La violencia que recientemente azotó al país impresionó a todos, tanto por su nivel de saña y destrucción como por no haber existido precedentes de tan sistemática virulencia. La sorpresa ciudadana pronto se convirtió en indignación y condena. Se exacerbaron los ánimos, se apasionaron los juicios y surgió el fantasma de la división y aún del separatismo. Los únicos que tuvieron plena conciencia de lo que hacían y para qué lo hacían fueron los agitadores que, planificadamente, buscaron crear el caos. Ni siquiera todos quienes participaron en las manifestaciones anticiparon lo que podía suceder y actuaron como masas malévolamente utilizadas por conocidos agitadores, con fines protervos.
La debilidad de nuestra democracia y de las instituciones encargadas de garantizar el orden se pusieron en evidencia. El Ecuador sigue exasperado y resentido y no ha desaparecido el temor de que se produzcan nuevos episodios de vandalismo.
Es hora de poner fin a tal estado de ánimo y recobrar la serenidad. No se trata de renunciar a las aspiraciones personales o de grupos, pero sí de evitar su radicalización. Estamos deslizándonos por una pendiente que podría terminar en una mayor tragedia, lo que convierte en urgente la aplicación de frenos. Para conseguirlo es indispensable desarmar los espíritus, dejar de lado el lenguaje violento, las amenazas, las acusaciones mutuas, las demostraciones de fuerza.

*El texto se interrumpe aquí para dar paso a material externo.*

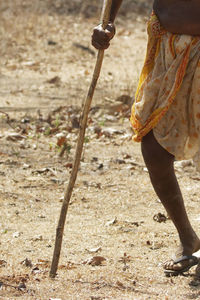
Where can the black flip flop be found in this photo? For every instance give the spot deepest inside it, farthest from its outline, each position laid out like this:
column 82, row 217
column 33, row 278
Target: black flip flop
column 192, row 261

El consenso aparentemente alcanzado para aprobar una ley sobre temas impositivos es un anuncio de cordura. El Gobierno no puede imponer su autoridad, por racionales que sean sus decisiones, en un ambiente de desconfianza. Para reconstruir su autoridad, debe usar el ejercicio honesto del diálogo, abierto a todos y en todas las circunstancias. A su vez, los grupos sociales deben identificarse como parte de un país más grande y complejo y no negar legitimidad a ideas que no coincidan con las suyas. Las aspiraciones de sectores de la población, por legítimas que pudieran ser, no pueden ser planteadas en términos de radical demanda o exigencia, sino acomodadas a la situación crítica que vivimos.
En las actuales circunstancias, todos los ecuatorianos debemos llegar a un consenso sobre un conjunto de objetivos, que el Gobierno debe ejecutar de inmediato, poniendo énfasis en los de corto plazo, para apaciguar los espíritus. La carga de sacrificios necesaria para el efecto debe ser repartida de manera justiciera, es decir exigiendo más a quienes más pueden contribuir para el progreso general.
Recuperada la serenidad colectiva, habrá que pensar en un mecanismo eficaz para que se lleve a cabo un diálogo nacional permanente en el que los intereses particulares se subordinen al bien general de la nación y respondan a las condiciones objetivas de la vida nacional e internacional.